Tuesday, March 6, 2012

What's In A Name?

Leee-uuhmmm.
Leeeuhm.
Leeumm.
Liam. Liam. Liam. Liam.
My son has under 10 words that he can clearly say and be understood.
His name is one of them.
Liam.
Liam. Liam. Liam.
He says his name about 673 times a day- in different tones, in different cadences, as a part of bigger and more grand statements. But always and forever, the "Liam".
And I love it.
It's not annoying at all, and I am not being sarcastic. It's truly not.
It's endearing and cute and lovable.
Liam. Liam. Liam. Liam.
And as I listen to his little song of self, hour after hour and day after day, I am eternally grateful that we chose that particular name for him.
We knew he was cleft affected and we knew speech would be an issue and it was of utmost importance that he have a name that he could pronounce. Luckily we have always liked the name Liam. And he kind of looked like a Liam, in a Chinese kind of way.
And so he is Liam. And he knows he is Liam. And he can say it.
He doesn't like to be called anything else. His family nick name? Moosh? It's a running joke around here how he will always stop and say, "No Moo. Leee-uummm".
And I have wondered about this.
Maybe it's just because his vocabulary is so severely limited and it's one of the words he can say. And maybe it's because that one word is tied in with his developmental stage, the "me" stage.
Yes, all of that might be true but there is a whisper in my heart that tells me it's also something more.
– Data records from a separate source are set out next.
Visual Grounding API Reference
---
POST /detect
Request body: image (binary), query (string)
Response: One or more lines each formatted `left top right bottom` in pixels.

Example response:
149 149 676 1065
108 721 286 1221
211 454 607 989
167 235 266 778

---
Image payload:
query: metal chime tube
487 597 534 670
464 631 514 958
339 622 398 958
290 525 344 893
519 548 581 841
It took him a long time to answer to that name, and during that time, we could not get him to respond to either his Chinese "orphanage nickname" nor his Chinese formal name, and that fact leads me to believe that maybe he wasn't called those names, not really. Maybe he had a different nickname with his foster family. If he did, no one ever told me what it was- I know because that would have been one important fact and I would have burned it into my heart.
He was also called "Zane" in his Love Without Boundaries updates. Again, this is not a name he ever heard, it was just a name that organization used to identify him within their system.
That whisper tells me that he never really had a name. That maybe he was a boy and that was enough until we came along. Maybe not answering to any particular name was a part of his grieving process but there is still that whisper...
That whisper tells me that to his little heart, that name, that word, that sound he learned to associate with himself- maybe that word also means family to him. Maybe it also stands for love and trust and faith and a life that is ever blissfully not changing. Not the big things anyway.
I think this because he never answered or responded to Liam in any meaningful way until we felt like he was settling in, until we felt like some trust was being built up and banked away.
Maybe my husband will read this and think that I am leaning towards the melodramatic again. Maybe you will read this and think that I am full of malarky. But my mother's heart is whispering to me and I listen and, to me, that is the only thing that matters.
To him, his name means: forever, family, love, mama, papa, sissy, mine, me, me too, safety, food, warmth, toys.
To me, his name means that I have a son and he has me.